We call it ecotourism and adventure travel. That sounds sensitive. We think Ugly Americans are the fat ones on cruises and on package tours -- anyone but us. We think we're different because we don't have a stars-and-stripes patch on our backpacks as -- buckle your seatbelt -- this summer's travel boom defies the presence of not one but several wars around the world right now which may or may not become a world war. This is the busiest summer on record for air travel, according to USA Today, with 207 million Americans expected to board U.S. planes for domestic and international flights, up from last summer's 205 million....

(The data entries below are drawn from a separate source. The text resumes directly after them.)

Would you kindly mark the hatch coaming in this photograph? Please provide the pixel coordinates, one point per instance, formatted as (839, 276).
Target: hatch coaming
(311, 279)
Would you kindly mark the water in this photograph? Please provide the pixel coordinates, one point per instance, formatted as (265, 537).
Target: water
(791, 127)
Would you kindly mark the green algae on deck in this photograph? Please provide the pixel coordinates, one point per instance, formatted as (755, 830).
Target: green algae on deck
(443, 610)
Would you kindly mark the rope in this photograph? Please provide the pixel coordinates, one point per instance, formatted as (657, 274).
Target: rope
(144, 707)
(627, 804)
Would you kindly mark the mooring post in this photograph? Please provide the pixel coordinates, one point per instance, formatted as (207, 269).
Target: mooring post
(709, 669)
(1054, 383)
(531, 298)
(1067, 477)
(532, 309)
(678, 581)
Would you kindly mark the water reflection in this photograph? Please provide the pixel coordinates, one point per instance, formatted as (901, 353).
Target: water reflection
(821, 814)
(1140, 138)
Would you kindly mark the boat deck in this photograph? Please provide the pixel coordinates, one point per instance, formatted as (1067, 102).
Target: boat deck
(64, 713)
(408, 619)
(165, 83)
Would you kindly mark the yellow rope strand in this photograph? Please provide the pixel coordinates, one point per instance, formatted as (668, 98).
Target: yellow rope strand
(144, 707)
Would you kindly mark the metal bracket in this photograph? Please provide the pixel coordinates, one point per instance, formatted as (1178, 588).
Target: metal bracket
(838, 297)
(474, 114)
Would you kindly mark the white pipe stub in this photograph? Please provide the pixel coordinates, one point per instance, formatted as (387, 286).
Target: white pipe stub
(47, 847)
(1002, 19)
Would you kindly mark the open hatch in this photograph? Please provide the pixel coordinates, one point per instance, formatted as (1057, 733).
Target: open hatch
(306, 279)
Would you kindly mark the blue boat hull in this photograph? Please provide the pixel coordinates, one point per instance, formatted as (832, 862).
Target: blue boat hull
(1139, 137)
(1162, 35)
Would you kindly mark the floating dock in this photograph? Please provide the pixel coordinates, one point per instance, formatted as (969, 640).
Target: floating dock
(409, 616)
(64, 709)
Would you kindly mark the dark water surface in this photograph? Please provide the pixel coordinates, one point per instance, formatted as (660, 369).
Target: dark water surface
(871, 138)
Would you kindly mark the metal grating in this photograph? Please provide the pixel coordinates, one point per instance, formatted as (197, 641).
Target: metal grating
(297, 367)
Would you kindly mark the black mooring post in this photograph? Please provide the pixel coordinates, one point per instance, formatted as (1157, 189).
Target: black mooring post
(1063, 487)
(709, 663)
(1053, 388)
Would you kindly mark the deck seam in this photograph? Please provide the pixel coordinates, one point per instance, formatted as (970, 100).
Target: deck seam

Takeoff. That plane transporting 207 million of us to giant-flowerland is causing global warming. That's what Ian Jack writes in the latest edition of the literary journal Granta, whose theme is "On the Road Again." Carbon emissions from aircraft into the higher atmosphere are thrice as potent as those rising from ground level, Jack writes. To slow the coming debacle, "because all we can do now is to modify the severity of the inevitable," he makes a radical proposal that we go virtually nowhere: "We would need to ration the carbon dioxide produced by traveling to an allowance of no more than half a ton a year for every human being alive today." That translates to 2,200 kilometers (1,320 miles) by car a year, with no air travel, or 1,000 kilometers (600 miles) by car a year with a round-trip international flight once every 15 years.
"Fortunately for the climate," Jack half-jokes, "a lot of the world's population is too poor to do much traveling at all."